第12話:「最後の戦い」
*1955年:ソ連の秘密研究施設
トニーとダグは、ソ連の極秘研究施設の暗闇に身を潜めていた。彼らの目の前では、セルゲイ・コロリョフ——後にクロノ・マスターとなる男——が時間制御技術の実験を進めていた。
「これが……クロノ・マスターの誕生の瞬間か。」
トニーは息をのむ。
「もしここで彼を止めなければ、未来はまた歪められる。」
ダグは慎重に周囲を確認しながら頷いた。
「しかし、コロリョフはソ連の宇宙開発の父だ。彼を排除すれば、歴史は大きく変わる。」
トニーは決断を迫られた。
「彼を殺すわけにはいかない。だが、時間制御技術を完成させる前に止める必要がある。」
*潜入と交渉
二人は警備をすり抜け、研究施設の中枢へと潜入した。そこでは、コロリョフが巨大な時間装置を操作しながら研究員たちに指示を出していた。

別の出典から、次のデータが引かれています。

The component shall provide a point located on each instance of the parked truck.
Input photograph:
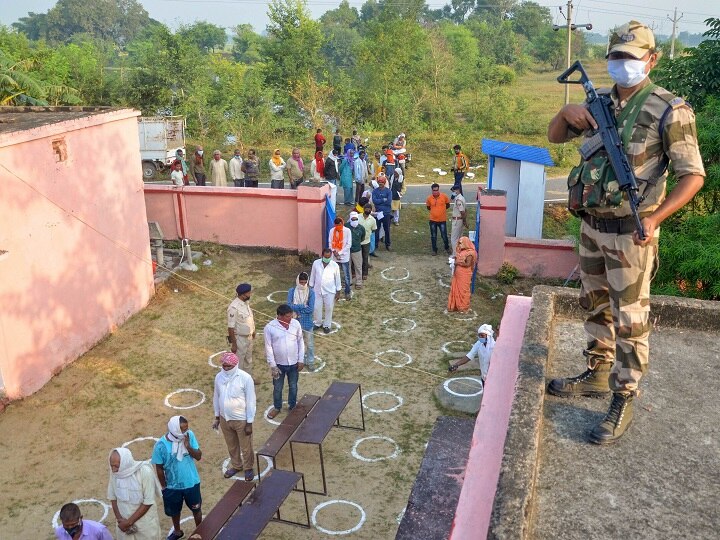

「時間の流れを制御できれば、我々は戦争を未然に防ぎ、ソ連の未来を確実なものにできる!」
トニーとダグはコロリョフの前に姿を現し、彼に向かって呼びかけた。
「セルゲイ・コロリョフ!」
彼は驚き、鋭い視線を向けた。
「君たちは何者だ? どうやってここに入った?」
トニーは一歩踏み出し、真剣な表情で語りかけた。
「私たちは未来から来た。あなたが時間を操れば、世界は破滅する。」
「馬鹿な……時間を操ることで、より良い未来を作れるのだ。」
コロリョフは冷静に反論する。
「いいや、そうじゃない。」
ダグが静かに語る。
「あなたの計画は、いずれ暴走し、やがてあなた自身が『クロノ・マスター』となり、時間そのものを支配しようとする。」
コロリョフの顔色が変わった。
「クロノ・マスター……?」
「そうだ。あなたは未来で、自らの理想を追求するあまり、人類を支配しようとした。そして、それが時間戦争を引き起こした。」
コロリョフはしばらく沈黙した。
「私は……そんなことはしない。」
トニーは厳しい表情で言う。
「あなたはそう思っているだろう。しかし、時間の力はあまりにも強大だ。あなたがそれを手にした瞬間、すべてが変わってしまう。」
「……」
コロリョフはゆっくりと装置を見つめた。
「ならば……私がこの技術を放棄すれば、未来は変わるのか?」
ダグは頷いた。
「時間制御技術がこの場で消滅すれば、クロノ・マスターは存在しなくなる。」
コロリョフは目を閉じ、しばらく沈思した。そして、意を決したように研究員たちに命じた。
「装置を破壊しろ。」
*未来の修正
コロリョフの命令により、時間装置は完全に破壊された。
「これで……未来は?」
トニーは無線でジェリーに連絡を取った。
「ジェリー、確認してくれ。未来はどうなった?」
管制室のモニターが明滅し、ジェリーの声が聞こえた。
「クロノ・マスターの痕跡は完全に消滅。時間戦争の影響もなくなっています!」
ダグは深く息をついた。
「成功した……。」
コロリョフは二人を見つめ、静かに言った。
「私は、この技術を歴史の闇に葬る。しかし、君たちが未来を守るために戦ったことは忘れない。」
トニーは頷いた。
「あなたは、人類の未来を作る存在だ。その役割を全うしてくれ。」
コロリョフは微笑み、二人を見送った。
*1968年:時の守護者たち
タイムトンネルに戻ったトニーとダグは、管制室のスクリーンを見つめていた。
「歴史は修正された。クロノ・マスターは存在しない。」
ジェリーが安堵の声を上げる。
「すべてが元に戻りました。もう時間の歪みはありません。」
トニーは微笑み、ダグと固い握手を交わした。
「これで、俺たちの使命も終わりか……?」
ダグが静かに言う。
「いや、時間の流れが続く限り、新たな危機は訪れる。」
トニーはスクリーンを見上げながら答えた。
「だが、俺たちは時間の守護者だ。未来を守るために戦い続ける。」
スクリーンには、穏やかな時間の流れが映し出されていた。